"Nicholaus Arson plays his guitar so hard that blood is flecked across the fretboard and Howlin' Pelle rants, yells, leaps, preaches, kicks and grabs" - Matthew Sheret

"Hands?"
CLAPCLAPCLAPCLAPCLAPCLAPCLAPCLAP
"Voices?"
SCREEEEEEEEEEEEEAAAAAAAAAAAAMM!!!
"Good, everything seems to be in working order"
So it starts.
Sweat slicked the walls in the trendy/grotty/backroom surrounds of Hoxton Bar and Kitchen. Rammed with an immense PA the noise rattled hinges and bar-top decanters while five besuited Europeans strutted and demanded attention. In these opening moments only the charisma of Howlin' Pelle carried the room and one must admit he's a very charismatic man.
These low-keys shows - they played The 100 Club the previous night - mark a massive break for a band who have played Brixton three times. The idea is to build up a groundswell of excitement about the forthcoming new album, to win the fans back after their sojourn and to give us all some special memories...or scars. They wear us will, these Swedes, for whom performance is everything: Dr. Matt Destruction seems to make love onstage, fingering his bass with sexual passion while Vigilante Carlstroem's jutters and improbably precise playing provide a tight metronomic order to the band. Chris Dangerous beats the living daylights out of his drumskins, Nicholaus Arson plays his guitar so hard that blood is flecked and smeared across the fretboard and Howlin' Pelle...
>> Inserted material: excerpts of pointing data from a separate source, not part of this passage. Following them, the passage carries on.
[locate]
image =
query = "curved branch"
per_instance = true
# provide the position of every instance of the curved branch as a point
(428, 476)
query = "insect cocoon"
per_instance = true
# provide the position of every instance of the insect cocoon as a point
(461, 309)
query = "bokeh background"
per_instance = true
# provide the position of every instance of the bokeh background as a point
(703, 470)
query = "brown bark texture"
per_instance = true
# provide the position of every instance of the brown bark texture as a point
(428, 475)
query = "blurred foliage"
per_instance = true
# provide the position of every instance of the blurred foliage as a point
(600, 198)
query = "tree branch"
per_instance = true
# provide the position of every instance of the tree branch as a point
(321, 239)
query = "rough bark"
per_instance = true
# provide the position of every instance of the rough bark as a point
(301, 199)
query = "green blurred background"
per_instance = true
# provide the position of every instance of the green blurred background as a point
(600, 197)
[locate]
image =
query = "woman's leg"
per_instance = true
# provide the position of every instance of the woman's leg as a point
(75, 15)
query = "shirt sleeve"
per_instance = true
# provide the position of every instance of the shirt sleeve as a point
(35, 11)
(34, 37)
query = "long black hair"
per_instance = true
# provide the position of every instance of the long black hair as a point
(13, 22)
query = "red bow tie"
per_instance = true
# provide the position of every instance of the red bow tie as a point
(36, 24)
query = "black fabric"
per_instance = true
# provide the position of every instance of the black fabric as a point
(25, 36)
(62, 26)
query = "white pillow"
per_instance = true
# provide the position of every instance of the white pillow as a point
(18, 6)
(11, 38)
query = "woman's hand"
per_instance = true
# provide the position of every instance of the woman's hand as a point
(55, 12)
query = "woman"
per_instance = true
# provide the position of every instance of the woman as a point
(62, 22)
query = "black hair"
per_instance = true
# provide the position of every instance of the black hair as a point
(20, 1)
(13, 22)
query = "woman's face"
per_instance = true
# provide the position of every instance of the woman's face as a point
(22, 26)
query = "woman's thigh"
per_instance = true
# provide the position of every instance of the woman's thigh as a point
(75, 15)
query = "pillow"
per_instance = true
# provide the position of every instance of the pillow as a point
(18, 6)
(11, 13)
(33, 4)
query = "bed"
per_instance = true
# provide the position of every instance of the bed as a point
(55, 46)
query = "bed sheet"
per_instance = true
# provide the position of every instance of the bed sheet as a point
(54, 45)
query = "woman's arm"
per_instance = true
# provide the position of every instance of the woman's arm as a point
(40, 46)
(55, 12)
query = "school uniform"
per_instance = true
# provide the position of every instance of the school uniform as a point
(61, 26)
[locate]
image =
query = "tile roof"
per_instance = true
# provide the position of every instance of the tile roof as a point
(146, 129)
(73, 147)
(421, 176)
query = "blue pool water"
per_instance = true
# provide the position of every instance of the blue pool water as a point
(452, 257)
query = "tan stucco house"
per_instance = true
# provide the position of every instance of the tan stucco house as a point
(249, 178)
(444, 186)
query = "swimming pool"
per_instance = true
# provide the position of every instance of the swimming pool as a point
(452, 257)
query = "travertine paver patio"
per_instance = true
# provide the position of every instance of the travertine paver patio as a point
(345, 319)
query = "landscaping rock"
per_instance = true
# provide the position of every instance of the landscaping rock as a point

...Howlin' Pelle (where to start?)... Howlin' Pelle rants and yells and leaps and preaches and kicks and grabs. He punches, he clambers, he stares and he attacks before staring and attacking again. Howlin' Pelle can sing verses on his back as the crowd hold him high, can urge us 'Shoreditch types' into uttering a primal scream and can string us around his vicious little finger. Howlin' Pelle literally controls the room. It's ecstatic.
It ends, too too brief, with his words.
"London Town, you must go and tell everyone that The Hives are back!"